LA BEFFA DEI RIFORNIMENTI LUMACA: Ma è tutto vero?

Il Corriere della Sera ha sollevato il problema dei disagi che gli utenti incontrano in Lombardia per i rifornimenti di metano ma forse le cose non stanno proprio così e con una lettera al Direttore del Corriere si sono voluti fornire dei dati che danno riscontro oggettivo di come effettivamente sono andate le cose in questi ultimi anni e che è bene che gli utenti conoscano.

“Egregio Direttore,
ci riferiamo all’articolo apparso ieri 13 Giugno nella Cronaca di Milano “Auto a metano, la beffa dei rifornimenti-lumaca”.
Premesso che in Italia il circolante a metano dal 2007 al 2009 è cresciuto del 39,5% (600.100 veicoli del 2009 contro 430.000 del 2007) e non del 500% e in Lombardia, nello stesso periodo, è cresciuto del 75% (43.100 veicoli del 2009 contro i 24.500 del 2007), concordiamo sul fatto che in diversi impianti della Lombardia (e ahimè non solo in Lombardia) fare rifornimento di metano sia difficoltoso, con tempi lunghi di attesa, ma la questione non è solo la scarsità dei distributori rispetto al circolante, il problema che sta emergendo è un altro, che di seguito spieghiamo.

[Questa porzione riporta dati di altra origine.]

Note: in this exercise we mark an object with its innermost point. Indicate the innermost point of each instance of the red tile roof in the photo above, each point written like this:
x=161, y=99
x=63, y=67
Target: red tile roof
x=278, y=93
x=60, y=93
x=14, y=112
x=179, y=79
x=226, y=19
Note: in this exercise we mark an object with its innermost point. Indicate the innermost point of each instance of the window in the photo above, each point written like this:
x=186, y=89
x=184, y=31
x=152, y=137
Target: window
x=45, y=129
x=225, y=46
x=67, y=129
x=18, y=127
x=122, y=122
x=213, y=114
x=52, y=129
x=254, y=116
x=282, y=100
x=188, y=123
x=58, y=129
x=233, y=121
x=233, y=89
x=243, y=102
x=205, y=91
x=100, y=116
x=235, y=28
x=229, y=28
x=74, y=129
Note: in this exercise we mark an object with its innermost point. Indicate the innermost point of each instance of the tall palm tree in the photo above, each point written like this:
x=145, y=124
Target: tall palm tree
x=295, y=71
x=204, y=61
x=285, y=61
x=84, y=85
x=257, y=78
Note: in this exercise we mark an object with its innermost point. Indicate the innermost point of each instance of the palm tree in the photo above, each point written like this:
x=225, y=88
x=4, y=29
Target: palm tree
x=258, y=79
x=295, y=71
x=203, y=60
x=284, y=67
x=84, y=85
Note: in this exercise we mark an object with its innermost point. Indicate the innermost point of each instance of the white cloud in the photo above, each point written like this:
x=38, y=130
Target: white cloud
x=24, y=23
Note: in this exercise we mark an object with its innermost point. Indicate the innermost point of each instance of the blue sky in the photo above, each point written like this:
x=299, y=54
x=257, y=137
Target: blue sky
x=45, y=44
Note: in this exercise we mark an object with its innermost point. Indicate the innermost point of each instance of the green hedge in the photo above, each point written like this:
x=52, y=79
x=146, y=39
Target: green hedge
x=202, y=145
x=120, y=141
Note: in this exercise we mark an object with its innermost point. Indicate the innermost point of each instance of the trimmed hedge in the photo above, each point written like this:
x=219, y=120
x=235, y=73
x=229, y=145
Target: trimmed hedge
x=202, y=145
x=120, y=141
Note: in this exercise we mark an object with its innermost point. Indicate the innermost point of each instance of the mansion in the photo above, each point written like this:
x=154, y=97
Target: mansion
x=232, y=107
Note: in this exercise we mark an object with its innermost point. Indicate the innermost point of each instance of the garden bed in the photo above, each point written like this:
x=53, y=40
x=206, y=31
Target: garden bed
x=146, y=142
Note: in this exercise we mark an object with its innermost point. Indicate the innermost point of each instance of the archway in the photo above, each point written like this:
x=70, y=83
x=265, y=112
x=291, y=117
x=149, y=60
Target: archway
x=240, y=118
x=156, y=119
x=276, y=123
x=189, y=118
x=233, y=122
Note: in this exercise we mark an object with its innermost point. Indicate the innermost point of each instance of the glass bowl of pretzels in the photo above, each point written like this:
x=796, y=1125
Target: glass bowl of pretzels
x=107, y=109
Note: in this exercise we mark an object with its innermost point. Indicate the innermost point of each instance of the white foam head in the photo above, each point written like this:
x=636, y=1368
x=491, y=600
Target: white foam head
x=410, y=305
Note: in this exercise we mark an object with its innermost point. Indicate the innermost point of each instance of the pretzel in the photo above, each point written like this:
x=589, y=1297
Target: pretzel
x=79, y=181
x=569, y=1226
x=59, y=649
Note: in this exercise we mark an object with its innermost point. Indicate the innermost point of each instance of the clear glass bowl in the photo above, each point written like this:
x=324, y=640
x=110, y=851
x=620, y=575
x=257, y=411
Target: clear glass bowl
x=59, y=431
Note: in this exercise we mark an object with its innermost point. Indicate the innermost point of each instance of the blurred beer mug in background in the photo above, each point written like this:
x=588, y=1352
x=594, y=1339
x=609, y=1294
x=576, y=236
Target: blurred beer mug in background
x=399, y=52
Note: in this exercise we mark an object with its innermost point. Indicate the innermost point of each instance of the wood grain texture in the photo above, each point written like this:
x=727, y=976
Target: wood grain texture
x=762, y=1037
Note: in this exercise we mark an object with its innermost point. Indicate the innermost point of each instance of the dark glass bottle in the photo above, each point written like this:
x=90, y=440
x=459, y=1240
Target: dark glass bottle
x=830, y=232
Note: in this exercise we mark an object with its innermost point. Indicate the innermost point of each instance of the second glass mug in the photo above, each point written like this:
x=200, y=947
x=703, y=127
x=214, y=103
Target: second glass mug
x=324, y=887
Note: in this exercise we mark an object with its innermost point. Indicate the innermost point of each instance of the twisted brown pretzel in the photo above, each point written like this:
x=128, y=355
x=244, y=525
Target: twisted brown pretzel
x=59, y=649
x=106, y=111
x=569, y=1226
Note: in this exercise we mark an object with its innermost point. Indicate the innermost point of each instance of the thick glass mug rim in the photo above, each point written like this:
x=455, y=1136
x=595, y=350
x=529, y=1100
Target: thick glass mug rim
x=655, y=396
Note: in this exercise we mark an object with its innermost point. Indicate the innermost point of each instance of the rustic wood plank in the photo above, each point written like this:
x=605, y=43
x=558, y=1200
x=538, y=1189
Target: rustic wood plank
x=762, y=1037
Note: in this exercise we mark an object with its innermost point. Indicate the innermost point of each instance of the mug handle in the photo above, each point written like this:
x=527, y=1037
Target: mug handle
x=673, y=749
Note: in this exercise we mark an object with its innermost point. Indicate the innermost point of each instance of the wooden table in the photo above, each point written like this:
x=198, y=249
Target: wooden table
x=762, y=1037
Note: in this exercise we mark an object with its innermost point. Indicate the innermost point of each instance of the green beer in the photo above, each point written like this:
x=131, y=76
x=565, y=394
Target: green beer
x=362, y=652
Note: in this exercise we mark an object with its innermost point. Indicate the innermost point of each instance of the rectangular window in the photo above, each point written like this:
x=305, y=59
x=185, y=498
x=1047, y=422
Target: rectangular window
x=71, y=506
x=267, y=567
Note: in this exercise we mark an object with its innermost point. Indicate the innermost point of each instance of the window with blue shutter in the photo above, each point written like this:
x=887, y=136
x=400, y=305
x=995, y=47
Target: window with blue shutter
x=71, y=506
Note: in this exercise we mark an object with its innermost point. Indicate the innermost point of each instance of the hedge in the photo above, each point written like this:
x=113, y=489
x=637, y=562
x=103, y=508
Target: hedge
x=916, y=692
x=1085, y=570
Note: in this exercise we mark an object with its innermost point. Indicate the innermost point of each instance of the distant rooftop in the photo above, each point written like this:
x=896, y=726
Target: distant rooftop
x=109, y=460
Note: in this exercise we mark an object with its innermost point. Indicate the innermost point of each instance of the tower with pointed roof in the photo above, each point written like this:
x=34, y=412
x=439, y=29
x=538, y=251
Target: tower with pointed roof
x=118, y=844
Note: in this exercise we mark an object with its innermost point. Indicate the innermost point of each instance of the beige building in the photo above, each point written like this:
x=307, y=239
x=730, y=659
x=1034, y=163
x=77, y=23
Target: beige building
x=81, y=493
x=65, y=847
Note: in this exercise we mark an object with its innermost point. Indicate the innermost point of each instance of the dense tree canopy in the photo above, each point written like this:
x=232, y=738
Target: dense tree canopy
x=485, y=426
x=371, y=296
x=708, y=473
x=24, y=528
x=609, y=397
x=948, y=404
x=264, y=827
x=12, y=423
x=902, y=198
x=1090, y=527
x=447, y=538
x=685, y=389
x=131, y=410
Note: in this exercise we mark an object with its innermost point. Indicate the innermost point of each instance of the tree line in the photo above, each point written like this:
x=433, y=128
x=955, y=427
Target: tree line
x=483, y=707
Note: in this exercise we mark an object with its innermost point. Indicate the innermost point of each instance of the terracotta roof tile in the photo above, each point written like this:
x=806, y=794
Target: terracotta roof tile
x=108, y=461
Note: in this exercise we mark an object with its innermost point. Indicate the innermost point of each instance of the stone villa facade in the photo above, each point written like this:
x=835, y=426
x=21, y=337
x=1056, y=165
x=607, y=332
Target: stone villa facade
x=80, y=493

E’ vero che la media nazionale dei veicoli per distributore è circa di 800 unità, ma bisogna considerare che questi veicoli si distribuiscono nell’arco della settimana (mica tutti i giorni gli 800 veicoli fanno rifornimento!), occorre quindi dividere questo numero come minimo per quattro, quattro e mezzo. Ecco allora il problema vero. L’inadeguatezza di buona parte dei “nuovi” distributori (come quelli segnalati) a rifornire quotidianamente almeno 150/200 veicoli.
Infatti in molti casi i nuovi impianti per l’erogazione del metano, nati sulla spinta della liberalizzazione della rete carburanti e il suo recepimento da parte delle Regioni che ne impongono l’obbligo, sono sottodimensionati rispetto alla domanda. Cosa che avevamo ampiamente previsto e messo sull’avviso sia il Governo che le Regioni.
Ma quando dicevamo che erogare metano non è come erogare benzina, gasolio o Gpl, e che nulla avevamo contro lo sviluppo della rete, ma era necessario che  i nuovi impianti sorgessero con criteri tecnologici e strutturali adeguati, ci hanno riempito di improperi, perché ritenevano questi argomenti strumentali ad impedire la realizzazione dei nuovi impianti.
Quando dicevamo che senza questi criteri lo sviluppo della rete avrebbe procurato, non un miglioramento del servizio, ma avrebbe creato disservizio, mettendo a rischio l’immagine del metano, ci hanno riempito di improperi.
Quando dicevamo che gli impianti avrebbero dovuto avere una “forza lavoro tecnologica” adeguata e suggerivamo di non  ascoltare la voce di chi, pur di vendere delle apparecchiature, convinceva i nuovi operatori che l’impianto di metano poteva essere realizzato con cifre modeste, ci hanno riempito di improperi. Senza dire le cifre che giravano, sostenevamo che rispetto a queste, ce ne voleva tre volte tanto, e ci hanno riempito di improperi.
Purtroppo, e l’articolo del Corriere citato in premessa lo prova, avevamo ragione noi. Adesso alcune Regioni stanno correndo ai ripari, ma intanto i guasti sono stati fatti e ci vorrà del tempo prima che queste problematiche siano risolte.
A nostro avviso, per il buon nome del metano per auto, nel quale molti di noi lavorano da tanti anni e conoscono – bene –  il mestiere, riterremmo opportuno che i vostri lettori e gli utenti di questo carburante sapessero come stanno le cose: il problema non è il metano o la rete ancora scarsa (in via di sviluppo, mediamente a livello nazionale da tre anni 5/6 nuove aperture al mese), ma le modalità di erogazione di ultima generazione che sono inadeguate. La controprova? Basta andare negli impianti dedicati alla vendita del solo metano e, salvo rarissimi casi o solo per qualche breve momento della giornata, il problema lamentato non esiste.”